Nos anos 1990, especialmente sob a égide do governo FHC, a autocracia burguesa mudou de configuração. Na aparência, tratava-se de uma “democracia burguesa”. A agenda liberal da política econômica se generalizou para o corpo da sociedade, conclamando os trabalhadores ao empreendedorismo e à qualificação. O custo do trabalho era o grande culpado, enquanto a privatização gerava uma transferência de ativos para a burguesia nacional associada a grupos estrangeiros e vivendo dos rendimentos associados à expansão da dívida interna. O mercado interno fora asfixiado, enquanto a economia-mundo capitalista se reorganizava, valorizando seus capitais neste posto avançado da periferia que sofria um novo e diferente processo de desarticulação produtiva.
Nos anos 2000, a recuperação do mercado interno se casou com a fase expansiva de um ciclo econômico de curta duração. As desvalorizações do real (1999 e 2002), a ascensão chinesa e a nova configuração da economia-mundo capitalista, junto com a elevação do salário mínimo e a lenta recuperação do investimento, auxiliada pelo papel do Estado e dos bancos públicos, permitiram expandir a capacidade produtiva e elevar o nível de emprego formal. A equação do tripé econômico, na maré alta, permitira a façanha de reduzir o endividamento público e elevar os gastos sociais, acelerando a implantação da agenda da Constituição de 1988.

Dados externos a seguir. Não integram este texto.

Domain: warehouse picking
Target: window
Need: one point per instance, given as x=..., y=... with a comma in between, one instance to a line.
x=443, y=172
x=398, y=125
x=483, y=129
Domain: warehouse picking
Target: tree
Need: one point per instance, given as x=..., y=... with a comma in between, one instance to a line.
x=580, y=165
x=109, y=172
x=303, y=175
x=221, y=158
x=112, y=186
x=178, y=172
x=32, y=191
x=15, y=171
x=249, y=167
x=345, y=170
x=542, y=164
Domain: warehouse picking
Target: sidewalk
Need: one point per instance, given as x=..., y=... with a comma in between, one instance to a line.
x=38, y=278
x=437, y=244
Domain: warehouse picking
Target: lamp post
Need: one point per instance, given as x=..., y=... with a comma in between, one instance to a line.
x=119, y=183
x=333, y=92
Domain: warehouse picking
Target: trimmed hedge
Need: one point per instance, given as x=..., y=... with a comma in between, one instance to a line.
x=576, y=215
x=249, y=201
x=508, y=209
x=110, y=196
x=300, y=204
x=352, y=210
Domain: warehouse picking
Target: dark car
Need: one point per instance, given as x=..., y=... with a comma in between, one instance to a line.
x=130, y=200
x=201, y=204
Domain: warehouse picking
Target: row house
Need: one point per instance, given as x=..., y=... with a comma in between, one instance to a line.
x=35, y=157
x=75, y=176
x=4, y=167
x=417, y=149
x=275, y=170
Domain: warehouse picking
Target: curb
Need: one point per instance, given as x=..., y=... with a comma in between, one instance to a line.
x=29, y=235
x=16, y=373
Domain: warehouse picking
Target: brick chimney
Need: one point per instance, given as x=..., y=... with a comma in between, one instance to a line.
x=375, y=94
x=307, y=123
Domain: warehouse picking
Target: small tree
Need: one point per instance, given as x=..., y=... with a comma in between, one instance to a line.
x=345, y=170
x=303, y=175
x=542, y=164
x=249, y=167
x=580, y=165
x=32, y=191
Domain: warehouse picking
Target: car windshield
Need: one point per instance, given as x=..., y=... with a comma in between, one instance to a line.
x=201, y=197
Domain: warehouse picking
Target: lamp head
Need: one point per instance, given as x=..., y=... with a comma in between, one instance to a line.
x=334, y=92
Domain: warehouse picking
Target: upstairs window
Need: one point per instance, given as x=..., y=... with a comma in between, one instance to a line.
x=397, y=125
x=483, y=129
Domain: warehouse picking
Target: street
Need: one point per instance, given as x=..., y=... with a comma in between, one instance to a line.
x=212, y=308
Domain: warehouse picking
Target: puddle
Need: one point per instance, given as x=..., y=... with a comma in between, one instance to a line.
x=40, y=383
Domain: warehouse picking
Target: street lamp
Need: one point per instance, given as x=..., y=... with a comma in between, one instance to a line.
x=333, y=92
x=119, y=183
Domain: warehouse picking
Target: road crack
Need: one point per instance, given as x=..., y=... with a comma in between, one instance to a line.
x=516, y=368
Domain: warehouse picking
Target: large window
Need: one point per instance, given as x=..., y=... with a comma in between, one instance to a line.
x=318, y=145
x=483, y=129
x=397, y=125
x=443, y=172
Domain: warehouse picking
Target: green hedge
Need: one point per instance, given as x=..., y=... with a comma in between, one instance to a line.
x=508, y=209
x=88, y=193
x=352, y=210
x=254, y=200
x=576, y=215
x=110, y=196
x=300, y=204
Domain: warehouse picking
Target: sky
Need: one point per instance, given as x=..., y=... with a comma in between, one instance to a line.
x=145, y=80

Apesar da desaceleração econômica do governo Dilma, os níveis de desemprego aí encontraram seus níveis mais baixos, assim como a pobreza e a desigualdade de renda (se medida apenas pela renda do trabalho).
Para dar sustentação a esse processo a longo prazo – permitindo a continuidade da queda da desigualdade, o avanço nas políticas sociais e de infraestrutura e um perfil do emprego menos ancorado nos baixos salários –, o próprio padrão de inserção externa deveria assumir uma feição menos vulnerável e passiva. Isso envolvia, além de alteração na política cambial, uma política casada de investimentos (públicos e privados) capazes de antecipar gargalos de infraestrutura e internalizar novos elos das cadeias produtivas, especialmente os mais intensivos em capital e tecnologia.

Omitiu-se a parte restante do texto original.